In 2001, the Franklins Big Fresh store closed and was replaced by Coles and First Choice Liquor super store.

The World 4 Kids store closed in 2002 and was replaced by Aldi and JB Hi-Fi.

In December 2005, Stockland completed an 8,749 m^{2} expansion to the centre, adding a Kmart and 17 specialty stores. The Kmart store was previously located in Charlestown Square which closed in August 2004 and relocated to Glendale.

In 2010, Greater Union was rebranded to Event Cinemas.

On 13 December 2018, Carl's Jr opened its second New South Wales outlet on a site near Kmart.

== Future ==
In June 2015, there is currently a proposal to double the retail space in the centre, as part of a $60 million plan. It is predicted to create 278 retail jobs and 330 construction jobs. The plan includes 50 new specialty stores, a new expanded Coles supermarket, an enclosed mall with a row of specialty shops in front of existing shops and a ‘‘boulevard restaurant precinct’’, with  casual dining areas linking the shops and cinema.

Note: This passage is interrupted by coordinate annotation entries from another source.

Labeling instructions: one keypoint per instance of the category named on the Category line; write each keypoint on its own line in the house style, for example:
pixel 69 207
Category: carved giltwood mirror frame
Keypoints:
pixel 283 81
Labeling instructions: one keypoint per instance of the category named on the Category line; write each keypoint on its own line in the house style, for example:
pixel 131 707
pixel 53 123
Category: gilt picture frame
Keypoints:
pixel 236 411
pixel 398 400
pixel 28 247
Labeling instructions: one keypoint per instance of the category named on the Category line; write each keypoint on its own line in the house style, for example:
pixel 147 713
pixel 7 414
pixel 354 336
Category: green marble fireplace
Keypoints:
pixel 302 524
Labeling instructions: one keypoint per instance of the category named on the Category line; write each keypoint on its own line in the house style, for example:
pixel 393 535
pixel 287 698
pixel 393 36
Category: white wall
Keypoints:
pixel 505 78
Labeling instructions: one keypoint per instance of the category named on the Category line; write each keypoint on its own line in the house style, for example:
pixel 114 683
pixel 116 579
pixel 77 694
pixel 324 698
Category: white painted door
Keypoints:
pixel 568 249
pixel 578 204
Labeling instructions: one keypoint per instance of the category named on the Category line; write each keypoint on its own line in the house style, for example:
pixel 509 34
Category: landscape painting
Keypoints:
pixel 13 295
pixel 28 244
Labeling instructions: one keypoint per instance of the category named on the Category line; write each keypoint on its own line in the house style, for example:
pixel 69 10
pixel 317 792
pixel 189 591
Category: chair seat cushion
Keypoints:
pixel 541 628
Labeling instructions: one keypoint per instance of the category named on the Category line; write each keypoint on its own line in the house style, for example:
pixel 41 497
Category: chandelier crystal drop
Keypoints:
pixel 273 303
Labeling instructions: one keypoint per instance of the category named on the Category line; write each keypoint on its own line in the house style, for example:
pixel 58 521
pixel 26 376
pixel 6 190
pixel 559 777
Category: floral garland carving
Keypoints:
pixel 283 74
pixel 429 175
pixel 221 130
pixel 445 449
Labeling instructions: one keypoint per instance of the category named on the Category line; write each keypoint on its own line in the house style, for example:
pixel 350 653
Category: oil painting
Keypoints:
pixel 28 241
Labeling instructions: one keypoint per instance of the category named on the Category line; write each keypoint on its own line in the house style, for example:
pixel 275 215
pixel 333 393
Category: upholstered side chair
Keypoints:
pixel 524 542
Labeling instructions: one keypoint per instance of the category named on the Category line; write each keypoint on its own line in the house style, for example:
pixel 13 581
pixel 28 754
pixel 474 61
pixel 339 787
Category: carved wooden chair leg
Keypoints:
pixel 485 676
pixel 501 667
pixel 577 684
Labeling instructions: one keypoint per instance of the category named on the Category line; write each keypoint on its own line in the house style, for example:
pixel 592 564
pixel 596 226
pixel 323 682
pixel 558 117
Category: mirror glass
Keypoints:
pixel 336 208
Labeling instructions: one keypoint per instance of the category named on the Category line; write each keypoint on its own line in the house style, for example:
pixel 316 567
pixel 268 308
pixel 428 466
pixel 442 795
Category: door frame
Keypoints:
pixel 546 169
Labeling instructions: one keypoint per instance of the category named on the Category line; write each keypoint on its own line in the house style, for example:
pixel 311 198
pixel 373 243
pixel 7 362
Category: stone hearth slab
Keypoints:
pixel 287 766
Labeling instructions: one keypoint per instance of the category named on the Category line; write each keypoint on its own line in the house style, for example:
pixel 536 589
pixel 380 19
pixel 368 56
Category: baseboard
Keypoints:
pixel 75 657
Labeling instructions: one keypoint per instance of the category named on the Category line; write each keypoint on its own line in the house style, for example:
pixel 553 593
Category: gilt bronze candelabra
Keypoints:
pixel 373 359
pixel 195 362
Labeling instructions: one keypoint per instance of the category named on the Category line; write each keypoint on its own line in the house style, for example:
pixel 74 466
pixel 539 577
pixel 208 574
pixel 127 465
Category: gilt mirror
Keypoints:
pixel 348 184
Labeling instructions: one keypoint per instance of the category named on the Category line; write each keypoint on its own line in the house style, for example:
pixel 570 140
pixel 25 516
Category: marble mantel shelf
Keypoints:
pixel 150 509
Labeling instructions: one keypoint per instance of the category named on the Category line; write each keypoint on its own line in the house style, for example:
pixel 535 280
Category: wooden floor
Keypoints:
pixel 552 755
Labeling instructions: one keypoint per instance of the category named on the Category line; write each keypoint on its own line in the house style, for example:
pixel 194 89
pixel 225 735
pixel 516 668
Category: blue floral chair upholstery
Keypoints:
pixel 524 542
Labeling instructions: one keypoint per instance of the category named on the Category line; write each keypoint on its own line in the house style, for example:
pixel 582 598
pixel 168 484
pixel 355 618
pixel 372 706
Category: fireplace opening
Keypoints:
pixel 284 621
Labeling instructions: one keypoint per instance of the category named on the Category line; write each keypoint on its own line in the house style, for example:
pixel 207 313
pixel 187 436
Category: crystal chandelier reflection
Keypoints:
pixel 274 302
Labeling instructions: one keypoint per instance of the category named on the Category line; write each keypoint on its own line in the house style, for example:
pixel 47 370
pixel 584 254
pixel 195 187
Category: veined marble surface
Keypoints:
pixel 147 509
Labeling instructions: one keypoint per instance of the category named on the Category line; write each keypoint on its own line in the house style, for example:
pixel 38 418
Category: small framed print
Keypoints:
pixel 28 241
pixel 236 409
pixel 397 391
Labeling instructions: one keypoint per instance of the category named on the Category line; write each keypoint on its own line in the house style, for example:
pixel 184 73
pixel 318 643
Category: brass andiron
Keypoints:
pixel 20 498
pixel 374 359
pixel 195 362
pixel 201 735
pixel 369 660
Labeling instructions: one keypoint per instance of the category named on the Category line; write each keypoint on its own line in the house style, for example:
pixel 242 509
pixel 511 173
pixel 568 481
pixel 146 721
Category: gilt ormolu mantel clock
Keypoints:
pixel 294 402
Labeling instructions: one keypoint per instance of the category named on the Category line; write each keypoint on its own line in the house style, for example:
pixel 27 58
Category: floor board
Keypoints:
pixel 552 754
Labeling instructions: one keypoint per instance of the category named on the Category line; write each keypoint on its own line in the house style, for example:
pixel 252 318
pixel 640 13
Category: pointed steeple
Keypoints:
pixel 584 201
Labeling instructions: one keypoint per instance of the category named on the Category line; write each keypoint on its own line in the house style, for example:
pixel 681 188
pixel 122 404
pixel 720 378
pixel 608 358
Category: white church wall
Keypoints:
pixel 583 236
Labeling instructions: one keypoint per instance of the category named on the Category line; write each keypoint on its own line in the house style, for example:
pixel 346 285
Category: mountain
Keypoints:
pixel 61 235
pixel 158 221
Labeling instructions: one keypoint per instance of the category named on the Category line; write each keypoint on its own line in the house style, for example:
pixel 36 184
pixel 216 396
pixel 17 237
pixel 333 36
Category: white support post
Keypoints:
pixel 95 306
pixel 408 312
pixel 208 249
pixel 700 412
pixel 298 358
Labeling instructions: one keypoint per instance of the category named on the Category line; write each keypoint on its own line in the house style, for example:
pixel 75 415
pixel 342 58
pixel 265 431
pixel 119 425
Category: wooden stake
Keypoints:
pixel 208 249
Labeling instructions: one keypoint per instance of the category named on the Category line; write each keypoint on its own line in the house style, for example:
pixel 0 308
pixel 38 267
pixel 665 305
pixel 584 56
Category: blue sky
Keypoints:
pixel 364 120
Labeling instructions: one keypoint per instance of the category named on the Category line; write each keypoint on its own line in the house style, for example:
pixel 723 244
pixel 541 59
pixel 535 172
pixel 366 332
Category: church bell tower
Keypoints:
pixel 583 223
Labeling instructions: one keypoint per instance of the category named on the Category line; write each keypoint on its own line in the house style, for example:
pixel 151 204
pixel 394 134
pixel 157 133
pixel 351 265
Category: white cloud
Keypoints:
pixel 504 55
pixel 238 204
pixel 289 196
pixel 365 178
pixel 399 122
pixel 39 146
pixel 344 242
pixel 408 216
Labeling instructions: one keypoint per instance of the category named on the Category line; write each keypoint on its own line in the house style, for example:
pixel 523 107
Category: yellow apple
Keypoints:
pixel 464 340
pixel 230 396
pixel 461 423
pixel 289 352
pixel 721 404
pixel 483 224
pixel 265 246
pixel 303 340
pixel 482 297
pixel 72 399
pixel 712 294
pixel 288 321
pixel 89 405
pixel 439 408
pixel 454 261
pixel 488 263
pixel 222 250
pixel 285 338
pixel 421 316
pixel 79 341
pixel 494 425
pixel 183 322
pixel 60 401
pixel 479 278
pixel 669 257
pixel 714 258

This development application was approved on 16 November 2018. However the conditions of the approval were yet to be revealed considering no work had begun on the nearby Lake Macquarie Transport Interchange.

==Tenants==
Glendale City Centre has 54,786 m^{2} of floor space. The major retailers include Kmart, Target, Coles, Woolworths, Cotton On, TK Maxx, JB Hi-Fi, Rebel and Event Cinemas.